Я вырос и ушёл. Болтался по свету таким же странным мальчиком, каким был много лет назад. Теперь вернулся-Вернулся, когда узнал, что отца не стало… Он умер, и уже не сумел воспротивиться моему желанию прижаться щекой к его колючей седой бороде. Правда, разговора, как и прежде, не случилось…
Но это было вчера. Теперь же меня разбудил дождь. Теперь я существовал сегодня, сейчас, в объятиях нового дня, взявшего своё начало под тихой тенью дубового могильного креста.
И я зажёг свечу и покорил чердак! Я нагло проскрипел к нему всеми ветхими его ступеньками, изо всех сил шарахнул маленькой подгнившей дверцей и уже через момент оказался внутри неведомого, мрачного лона.
Прямо перед собой я увидел узкое окно с выбитым, будто обкусанным стеклом и вольно развевающейся душой, ситцевой, в клеточку. Остальное пространство купалось в изысканном хламе: старые книги, журналы, фотографии, предметы домашней утвари, давно засохшие цветы – всё это было насмешливо разбросано и тщательно покрыто слоем серой липкой пыли.
Пламя свечи моей чуть не погасло от внезапно налетевшего сквозняка, когда среди всей этой груды изысканного хлама я едва различил небольшую, резного дерева, шкатулку. Я долго держал её в остывших руках.

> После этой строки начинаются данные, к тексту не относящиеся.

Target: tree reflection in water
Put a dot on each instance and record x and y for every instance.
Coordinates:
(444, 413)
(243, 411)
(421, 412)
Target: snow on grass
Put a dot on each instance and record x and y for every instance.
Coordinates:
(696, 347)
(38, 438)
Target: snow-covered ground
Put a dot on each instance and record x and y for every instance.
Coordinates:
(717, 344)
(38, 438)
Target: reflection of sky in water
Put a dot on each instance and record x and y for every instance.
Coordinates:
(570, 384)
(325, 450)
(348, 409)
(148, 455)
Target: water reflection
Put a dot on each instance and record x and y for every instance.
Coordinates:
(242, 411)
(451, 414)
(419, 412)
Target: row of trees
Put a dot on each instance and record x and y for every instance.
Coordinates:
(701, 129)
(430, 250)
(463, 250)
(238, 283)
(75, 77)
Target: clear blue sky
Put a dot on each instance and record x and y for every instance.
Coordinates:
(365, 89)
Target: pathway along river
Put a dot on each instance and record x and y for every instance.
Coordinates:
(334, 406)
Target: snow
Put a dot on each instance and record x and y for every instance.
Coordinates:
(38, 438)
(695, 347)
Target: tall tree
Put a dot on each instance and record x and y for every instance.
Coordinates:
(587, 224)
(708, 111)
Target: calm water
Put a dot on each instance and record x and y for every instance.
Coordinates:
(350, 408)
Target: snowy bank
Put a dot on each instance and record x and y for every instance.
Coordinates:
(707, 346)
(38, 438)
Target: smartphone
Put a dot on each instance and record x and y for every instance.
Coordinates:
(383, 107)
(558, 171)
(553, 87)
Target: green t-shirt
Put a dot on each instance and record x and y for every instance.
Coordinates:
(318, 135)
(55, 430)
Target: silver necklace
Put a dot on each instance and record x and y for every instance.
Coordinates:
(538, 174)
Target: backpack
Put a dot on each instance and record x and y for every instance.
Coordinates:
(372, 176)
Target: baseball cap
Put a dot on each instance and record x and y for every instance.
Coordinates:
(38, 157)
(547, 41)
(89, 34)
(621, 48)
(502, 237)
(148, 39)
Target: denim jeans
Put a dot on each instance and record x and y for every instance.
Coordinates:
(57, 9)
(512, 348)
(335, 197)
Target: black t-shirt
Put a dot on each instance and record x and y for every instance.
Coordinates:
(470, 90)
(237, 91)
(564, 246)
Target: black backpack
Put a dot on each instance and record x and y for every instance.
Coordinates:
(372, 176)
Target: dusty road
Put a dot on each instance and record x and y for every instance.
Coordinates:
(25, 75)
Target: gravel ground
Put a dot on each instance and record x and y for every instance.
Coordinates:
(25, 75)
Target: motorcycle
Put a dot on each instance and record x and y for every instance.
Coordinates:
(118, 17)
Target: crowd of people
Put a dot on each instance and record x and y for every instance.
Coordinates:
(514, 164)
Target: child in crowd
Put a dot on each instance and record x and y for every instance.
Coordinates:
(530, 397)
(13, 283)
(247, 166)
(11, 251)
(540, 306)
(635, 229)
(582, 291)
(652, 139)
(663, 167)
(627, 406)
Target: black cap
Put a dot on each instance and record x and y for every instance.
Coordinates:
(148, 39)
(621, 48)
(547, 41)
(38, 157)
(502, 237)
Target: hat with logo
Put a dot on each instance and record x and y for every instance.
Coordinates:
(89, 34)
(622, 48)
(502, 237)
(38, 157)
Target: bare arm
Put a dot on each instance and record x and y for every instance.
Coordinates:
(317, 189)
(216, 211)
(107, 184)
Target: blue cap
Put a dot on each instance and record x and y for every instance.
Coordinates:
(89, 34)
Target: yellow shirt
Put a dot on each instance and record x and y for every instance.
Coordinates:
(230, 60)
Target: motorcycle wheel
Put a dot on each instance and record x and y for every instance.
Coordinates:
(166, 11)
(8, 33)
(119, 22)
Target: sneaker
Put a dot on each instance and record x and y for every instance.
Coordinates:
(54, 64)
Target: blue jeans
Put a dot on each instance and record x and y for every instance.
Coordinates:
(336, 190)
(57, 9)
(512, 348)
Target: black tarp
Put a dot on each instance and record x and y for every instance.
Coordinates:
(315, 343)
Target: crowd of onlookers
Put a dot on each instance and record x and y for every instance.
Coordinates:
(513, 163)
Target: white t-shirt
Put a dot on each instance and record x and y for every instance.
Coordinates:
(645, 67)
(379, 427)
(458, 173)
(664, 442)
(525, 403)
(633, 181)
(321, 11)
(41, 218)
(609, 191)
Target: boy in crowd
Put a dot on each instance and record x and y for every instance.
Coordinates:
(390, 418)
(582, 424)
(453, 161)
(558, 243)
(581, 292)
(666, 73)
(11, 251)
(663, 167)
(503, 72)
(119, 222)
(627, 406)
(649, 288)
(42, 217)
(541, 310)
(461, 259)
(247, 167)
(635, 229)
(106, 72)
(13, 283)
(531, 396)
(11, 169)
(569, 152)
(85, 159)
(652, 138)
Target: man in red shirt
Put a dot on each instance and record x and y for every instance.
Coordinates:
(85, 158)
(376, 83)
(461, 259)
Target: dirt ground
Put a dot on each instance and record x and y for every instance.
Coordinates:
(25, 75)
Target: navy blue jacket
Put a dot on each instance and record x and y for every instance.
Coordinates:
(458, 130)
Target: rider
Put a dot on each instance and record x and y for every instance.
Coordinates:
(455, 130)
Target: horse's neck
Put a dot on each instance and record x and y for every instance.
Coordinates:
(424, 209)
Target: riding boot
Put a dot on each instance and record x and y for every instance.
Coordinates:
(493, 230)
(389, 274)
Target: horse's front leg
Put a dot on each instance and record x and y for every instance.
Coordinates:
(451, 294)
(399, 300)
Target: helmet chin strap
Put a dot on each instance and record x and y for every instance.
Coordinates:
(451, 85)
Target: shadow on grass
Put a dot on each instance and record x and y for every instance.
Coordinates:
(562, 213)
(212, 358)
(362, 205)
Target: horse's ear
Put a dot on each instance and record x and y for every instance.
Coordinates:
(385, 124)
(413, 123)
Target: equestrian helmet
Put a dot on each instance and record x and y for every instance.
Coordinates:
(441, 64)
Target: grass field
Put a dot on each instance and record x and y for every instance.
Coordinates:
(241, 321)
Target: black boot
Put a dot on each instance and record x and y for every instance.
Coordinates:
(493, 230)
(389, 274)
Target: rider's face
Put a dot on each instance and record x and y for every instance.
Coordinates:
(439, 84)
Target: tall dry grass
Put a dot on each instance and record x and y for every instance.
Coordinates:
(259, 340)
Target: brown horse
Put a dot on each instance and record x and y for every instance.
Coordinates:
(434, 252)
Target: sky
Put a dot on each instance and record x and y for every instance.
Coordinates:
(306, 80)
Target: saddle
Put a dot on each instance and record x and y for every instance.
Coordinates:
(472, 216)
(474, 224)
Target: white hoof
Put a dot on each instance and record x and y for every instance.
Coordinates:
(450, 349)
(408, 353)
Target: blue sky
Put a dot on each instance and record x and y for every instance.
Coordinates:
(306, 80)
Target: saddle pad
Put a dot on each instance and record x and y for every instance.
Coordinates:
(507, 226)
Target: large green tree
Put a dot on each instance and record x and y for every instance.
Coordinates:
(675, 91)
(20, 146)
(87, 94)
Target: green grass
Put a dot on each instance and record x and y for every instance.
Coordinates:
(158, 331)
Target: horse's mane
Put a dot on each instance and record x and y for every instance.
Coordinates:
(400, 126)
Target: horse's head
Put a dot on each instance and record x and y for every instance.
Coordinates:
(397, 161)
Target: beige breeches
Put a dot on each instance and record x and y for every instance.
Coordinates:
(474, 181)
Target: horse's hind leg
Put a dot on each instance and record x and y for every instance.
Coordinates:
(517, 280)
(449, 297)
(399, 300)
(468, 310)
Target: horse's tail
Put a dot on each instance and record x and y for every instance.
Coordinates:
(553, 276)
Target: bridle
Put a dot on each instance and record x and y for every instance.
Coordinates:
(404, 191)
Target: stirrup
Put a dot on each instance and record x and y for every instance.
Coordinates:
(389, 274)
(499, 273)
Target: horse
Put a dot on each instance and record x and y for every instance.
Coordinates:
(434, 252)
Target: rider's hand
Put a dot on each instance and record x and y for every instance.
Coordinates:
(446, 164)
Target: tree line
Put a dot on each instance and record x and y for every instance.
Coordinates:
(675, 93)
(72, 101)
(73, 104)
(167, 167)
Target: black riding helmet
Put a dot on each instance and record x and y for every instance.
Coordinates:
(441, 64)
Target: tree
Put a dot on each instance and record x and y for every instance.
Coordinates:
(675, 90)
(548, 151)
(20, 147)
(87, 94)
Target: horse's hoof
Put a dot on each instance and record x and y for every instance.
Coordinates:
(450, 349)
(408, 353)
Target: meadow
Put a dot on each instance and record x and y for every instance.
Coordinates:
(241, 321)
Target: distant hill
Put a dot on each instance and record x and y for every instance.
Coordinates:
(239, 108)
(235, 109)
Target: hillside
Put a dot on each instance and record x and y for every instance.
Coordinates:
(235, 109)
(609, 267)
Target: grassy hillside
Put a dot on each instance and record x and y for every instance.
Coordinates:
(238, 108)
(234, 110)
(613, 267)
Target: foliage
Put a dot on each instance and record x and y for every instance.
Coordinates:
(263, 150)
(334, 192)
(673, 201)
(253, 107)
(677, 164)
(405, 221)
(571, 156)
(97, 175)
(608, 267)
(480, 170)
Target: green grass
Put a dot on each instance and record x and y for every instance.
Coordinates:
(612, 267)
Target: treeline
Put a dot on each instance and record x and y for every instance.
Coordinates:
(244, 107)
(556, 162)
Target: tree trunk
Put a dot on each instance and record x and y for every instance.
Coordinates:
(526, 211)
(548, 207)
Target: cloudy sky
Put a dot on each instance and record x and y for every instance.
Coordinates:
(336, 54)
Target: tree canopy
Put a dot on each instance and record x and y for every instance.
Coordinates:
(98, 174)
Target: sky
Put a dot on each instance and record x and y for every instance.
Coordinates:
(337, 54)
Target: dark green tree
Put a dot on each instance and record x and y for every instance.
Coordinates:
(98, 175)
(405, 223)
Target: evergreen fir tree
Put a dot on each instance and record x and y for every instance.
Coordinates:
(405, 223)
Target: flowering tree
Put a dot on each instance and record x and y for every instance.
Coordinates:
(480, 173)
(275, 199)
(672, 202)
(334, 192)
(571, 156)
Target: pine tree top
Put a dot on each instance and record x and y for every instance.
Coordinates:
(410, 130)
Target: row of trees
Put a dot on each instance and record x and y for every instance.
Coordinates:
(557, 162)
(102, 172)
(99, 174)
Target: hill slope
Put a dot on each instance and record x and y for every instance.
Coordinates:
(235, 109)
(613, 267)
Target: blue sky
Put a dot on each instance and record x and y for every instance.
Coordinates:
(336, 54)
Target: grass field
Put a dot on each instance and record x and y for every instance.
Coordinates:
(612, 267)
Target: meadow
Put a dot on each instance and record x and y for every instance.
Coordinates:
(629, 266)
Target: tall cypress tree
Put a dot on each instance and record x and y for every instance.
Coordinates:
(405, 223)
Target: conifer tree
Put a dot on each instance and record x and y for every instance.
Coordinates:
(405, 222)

Держал, как можно, наверное, держать только чьё-то сердце, прекрасно понимая, что это – всего лишь орган, всего лишь физика, лишённая ныне совокупности с таинственным, неведомым духом. Пальцы мои напряглись, силясь приподнять упрямую крышечку, и в тот же миг за моей спиной раздался до боли знакомый с детства голос: "Ну, детёныш, и каковы же успехи на пути постижения истины?"…
В милом детстве…
В далёком милом детстве каждые летние каникулы мои проходили за две тысячи вёрст от родной Москвы, в селе Никоновское, у бабушки Нюры. С наступлением очередного июня месяца моя мама начинала поспешно собирать многочисленные сумки, содержимое которых обязано было сделать мой отдых наиболее полноценным, покупала билеты на поезд и с великой радостью везла меня "дышать чистым воздухом и набираться сил", в благословенную глушь…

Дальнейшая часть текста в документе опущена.